Cloud Computing Security Issues

eWeek reports: A new survey of IT professionals has painted a troubling picture of enterprise approaches to cloud computing security.

According to the survey, which was done by Symantec and the Ponemon Institute, many organizations are not doing their due diligence when it comes to adopting cloud technologies, which may partly be due to an ad hoc delegation of responsibilities.

Among the findings: few companies are taking proactive steps to protect sensitive business and customer data when they use cloud services.
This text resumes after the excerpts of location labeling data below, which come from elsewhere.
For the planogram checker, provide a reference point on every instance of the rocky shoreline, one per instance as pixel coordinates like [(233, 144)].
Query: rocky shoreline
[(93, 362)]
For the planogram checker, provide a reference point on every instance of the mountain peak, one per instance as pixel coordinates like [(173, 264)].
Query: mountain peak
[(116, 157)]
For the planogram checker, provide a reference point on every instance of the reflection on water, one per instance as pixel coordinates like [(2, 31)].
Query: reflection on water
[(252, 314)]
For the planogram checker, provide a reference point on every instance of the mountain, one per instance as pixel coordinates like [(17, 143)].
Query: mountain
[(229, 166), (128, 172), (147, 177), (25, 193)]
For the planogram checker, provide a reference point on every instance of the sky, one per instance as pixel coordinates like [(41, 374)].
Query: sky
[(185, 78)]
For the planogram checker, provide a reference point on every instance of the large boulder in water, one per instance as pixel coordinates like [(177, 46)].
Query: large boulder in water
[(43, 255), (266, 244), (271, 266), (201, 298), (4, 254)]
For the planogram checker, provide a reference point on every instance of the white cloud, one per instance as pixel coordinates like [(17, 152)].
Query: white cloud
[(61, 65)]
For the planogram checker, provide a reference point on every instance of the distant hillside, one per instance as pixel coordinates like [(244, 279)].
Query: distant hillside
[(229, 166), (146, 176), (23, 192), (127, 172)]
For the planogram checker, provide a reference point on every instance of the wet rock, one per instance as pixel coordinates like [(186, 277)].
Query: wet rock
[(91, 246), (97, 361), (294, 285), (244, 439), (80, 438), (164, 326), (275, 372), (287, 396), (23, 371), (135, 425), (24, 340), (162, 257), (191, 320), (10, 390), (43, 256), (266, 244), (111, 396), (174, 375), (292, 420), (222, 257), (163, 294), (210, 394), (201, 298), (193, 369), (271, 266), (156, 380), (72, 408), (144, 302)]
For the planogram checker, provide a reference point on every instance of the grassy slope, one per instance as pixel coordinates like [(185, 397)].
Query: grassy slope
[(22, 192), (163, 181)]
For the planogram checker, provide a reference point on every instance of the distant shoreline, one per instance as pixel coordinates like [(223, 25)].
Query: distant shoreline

According to the survey, less than 10 percent said their organization performed any kind of product vetting or employee training to ensure cloud computing resources met security requirements before cloud applications are deployed.

In addition, just 30 percent of the 637 respondents said they evaluate cloud vendors prior to deploying their products, and most (65 percent) rely on word-of-mouth to do so. Fifty-three percent rely on assurances from the vendor. However, only 23 percent require proof of security compliance such as regulation SAS 70.

The researchers speculated this may be due to a gap between the people employees think should be responsible for evaluating cloud vendors and who actually is. For example, 45 percent said that responsibility resides with end users, while 23 percent said business managers. Eleven percent said the burden belonged to the corporate IT team, while nine percent said information security.

However, a total of 69 percent said they would prefer to see the information security (35 percent) or corporate IT teams (34 percent) lead the way in that regard. Most often, security teams are not part of the decision-making process at all when it comes to the cloud. Only 20 percent said their information security teams played a part on a regular basis, and 25 percent said they never do.